Le Mauricien qui a été choisi pour ce projet artistique est Ginaud Nicolas Clarice de la compagnie SR Dance de Stephen Bongarçon. «Nous l’avons choisi pour sa personnalité sur scène. Il correspond à ce que nous recherchons. Ce n’est pas un danseur qui reste dans le cadre, on sent qu’il veut aller plus loin», explique Ariry Andriamoratsiresy. Jean-Renat Anamah et lui se disent satisfaits du niveau des danseurs qu’ils ont rencontrés. «Nous avons eu des danseurs qui font partie de compagnies de danse mais également des danseurs individuels. Tous nous ont étonnés», raconte le Mauricien.

Pour lui, ce projet est une transmission de connaissances et de partage. «En tant que chorégraphes ayant évolué dans cet univers, malgré les hauts et les bas, c’est notre devoir, voire notre mission, de former et de diriger les jeunes vers la création», explique-t-il.
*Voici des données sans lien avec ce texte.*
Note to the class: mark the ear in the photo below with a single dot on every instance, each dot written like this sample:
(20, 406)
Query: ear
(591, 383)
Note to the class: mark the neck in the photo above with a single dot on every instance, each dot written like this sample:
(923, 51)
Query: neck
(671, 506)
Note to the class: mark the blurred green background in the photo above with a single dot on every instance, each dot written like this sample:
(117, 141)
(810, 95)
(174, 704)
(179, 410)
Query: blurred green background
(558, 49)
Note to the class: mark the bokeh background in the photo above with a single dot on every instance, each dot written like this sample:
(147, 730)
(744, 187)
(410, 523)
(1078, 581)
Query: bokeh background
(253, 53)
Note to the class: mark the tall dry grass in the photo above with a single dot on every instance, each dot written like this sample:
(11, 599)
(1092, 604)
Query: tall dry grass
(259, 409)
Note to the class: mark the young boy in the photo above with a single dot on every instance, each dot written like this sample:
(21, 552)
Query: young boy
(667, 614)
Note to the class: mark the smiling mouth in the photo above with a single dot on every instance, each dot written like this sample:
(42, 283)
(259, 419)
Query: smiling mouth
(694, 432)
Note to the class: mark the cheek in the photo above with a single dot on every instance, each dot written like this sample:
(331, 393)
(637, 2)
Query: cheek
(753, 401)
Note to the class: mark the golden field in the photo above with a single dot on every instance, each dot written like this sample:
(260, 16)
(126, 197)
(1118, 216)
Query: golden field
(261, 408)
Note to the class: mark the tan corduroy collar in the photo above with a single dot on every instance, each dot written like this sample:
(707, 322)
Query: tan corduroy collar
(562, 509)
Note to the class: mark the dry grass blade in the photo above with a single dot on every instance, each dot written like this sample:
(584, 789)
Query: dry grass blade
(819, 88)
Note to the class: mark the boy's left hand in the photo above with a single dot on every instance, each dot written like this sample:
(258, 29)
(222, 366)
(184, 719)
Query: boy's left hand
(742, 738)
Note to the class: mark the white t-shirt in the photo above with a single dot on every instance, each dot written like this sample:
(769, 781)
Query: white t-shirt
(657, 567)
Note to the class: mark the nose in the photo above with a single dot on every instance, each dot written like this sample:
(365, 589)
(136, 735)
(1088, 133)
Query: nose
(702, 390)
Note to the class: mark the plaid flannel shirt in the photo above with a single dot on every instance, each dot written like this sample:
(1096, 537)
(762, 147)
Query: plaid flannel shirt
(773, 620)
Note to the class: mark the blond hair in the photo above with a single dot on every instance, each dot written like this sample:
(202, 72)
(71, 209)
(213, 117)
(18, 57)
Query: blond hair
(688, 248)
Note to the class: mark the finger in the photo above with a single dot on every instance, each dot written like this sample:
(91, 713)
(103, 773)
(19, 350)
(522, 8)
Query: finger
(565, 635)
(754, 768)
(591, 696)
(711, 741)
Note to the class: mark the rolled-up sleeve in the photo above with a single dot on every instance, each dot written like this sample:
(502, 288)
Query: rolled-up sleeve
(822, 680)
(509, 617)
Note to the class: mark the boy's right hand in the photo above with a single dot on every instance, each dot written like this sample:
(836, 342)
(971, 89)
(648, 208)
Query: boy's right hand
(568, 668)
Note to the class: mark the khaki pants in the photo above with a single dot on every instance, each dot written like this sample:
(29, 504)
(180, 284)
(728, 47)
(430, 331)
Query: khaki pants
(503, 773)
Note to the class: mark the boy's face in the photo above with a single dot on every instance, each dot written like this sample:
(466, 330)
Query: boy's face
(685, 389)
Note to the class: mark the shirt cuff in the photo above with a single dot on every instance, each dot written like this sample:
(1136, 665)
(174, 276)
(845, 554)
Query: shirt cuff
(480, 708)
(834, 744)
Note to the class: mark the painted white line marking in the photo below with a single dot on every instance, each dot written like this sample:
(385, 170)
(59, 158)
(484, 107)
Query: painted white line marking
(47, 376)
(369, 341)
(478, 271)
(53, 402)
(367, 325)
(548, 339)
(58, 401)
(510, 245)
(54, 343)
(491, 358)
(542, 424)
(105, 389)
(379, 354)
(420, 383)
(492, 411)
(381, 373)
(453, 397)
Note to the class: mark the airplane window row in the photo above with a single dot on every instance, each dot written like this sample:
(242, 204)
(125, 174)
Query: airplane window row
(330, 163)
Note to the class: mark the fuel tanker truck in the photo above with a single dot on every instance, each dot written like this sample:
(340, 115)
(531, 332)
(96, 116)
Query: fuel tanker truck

Jean-Renat Anamah et Ariry Andriamoratsiresy espèrent, à travers ce projet, créer un pont entre Maurice et Madagascar. «Nous avons beaucoup d’échanges avec La Réunion mais c’est plus compliqué avec Maurice. Nous espérons que, dans le cadre de ce projet, il y aura plus d’échanges entre nos danseurs et que Labdihy prendra encore plus d’ampleur. Nous souhaitons qu’à la prochaine édition, nous puissions faire venir plus de danseurs mauriciens. Et peut-être que, si tout va bien, vous pourrez également organiser un Festival de danse à Maurice», dit Ariry Andriamoratsiresy.